2007-06-13 07:30:29 · 7 answers · asked by Anonymous in Science & Mathematics Astronomy & Space

7 answers

Duality is the quantum theory which states that all forces in the universe will exhibit the properties of both particles and waves.

Antimatter is something that really does exist, though it can only be created in a laboratory one particle at a time. Antimatter is matter that is composed of antiparticles. For instance, whereas an atom of hydrogen is an electron orbiting a proton, at atom of anti-hydrogen is composed of a positron orbiting an antiproton. Matter and antimatter will annihilate if they come into contact with each other, releasing photons.

2007-06-13 07:40:39 · answer #1 · answered by GeoffTrowbridge 4 · 0 0

Cirric got it right. Duality is when matter can be both in particle form or wave form, which was greatly disputed by physicists for a very long time. How could it be both? Light, especially, was argued whether it is particulate or wave. They *have* proved duality in a sense. There's a bit more to it.

As fun as fiction is, that's just what Angels&Deamons is...fiction. If you're truly interested in theories such as Duality and antimatter, read a scientific journal or do some online seraching. It's fun, I promise, and rewarding when you can convey something you learned to your friends. LOL.

We also know that dark matter exists; mysterious!

2007-06-13 07:43:20 · answer #2 · answered by Anonymous · 0 0

Duality refers to the wave particle duality of everything in the universe.

Antimatter is created trillions of times a second all around us. The phenomenon is called vacuum fluctuations (similar to pair production). pairs of particle/anti particle spontaneous appear out of noting and then annihilate in less then a femto sec.

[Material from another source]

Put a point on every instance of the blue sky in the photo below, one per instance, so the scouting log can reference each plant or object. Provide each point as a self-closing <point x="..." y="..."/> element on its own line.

No Dan Browns Novel is rather far fetched. The problem with Anti matter is that it can never be made stable for any duration! By its definition it has opposite in energy and mass of regular matter and consequently annihilates with it.

2007-06-13 07:42:28 · answer #3 · answered by kennyk 4 · 0 0

Hi. Duality is the concept that small particles can behave as both a wave and a particle. This has been demonstrated many times using slits to pass photons. I never read Angels & Demons but I absolutely LOVED the book's logo!

2007-06-13 07:36:23 · answer #4 · answered by Cirric 7 · 0 0

Never heard of Dan Brown; he sounds like a fiction writer. Antimatter is created very routinely in nuclear colliders.

2007-06-13 07:38:36 · answer #5 · answered by Gene 7 · 0 0

I am a physicist who has read "Angels & Demons". I enjoyed the book, but he got a lot of the physics wrong. For example, anti-matter, by itself, is not inherently unstable. It is perfectly safe as long as there is no matter around...which is almost impossible.

Which brings us to his battery powered anti-matter containment system. He glossed over this, but every physicist I know would love to see the magnetic fields that could pull this feat off!

He also is way off on the portrayal of physicists and CERN, but that is another matter.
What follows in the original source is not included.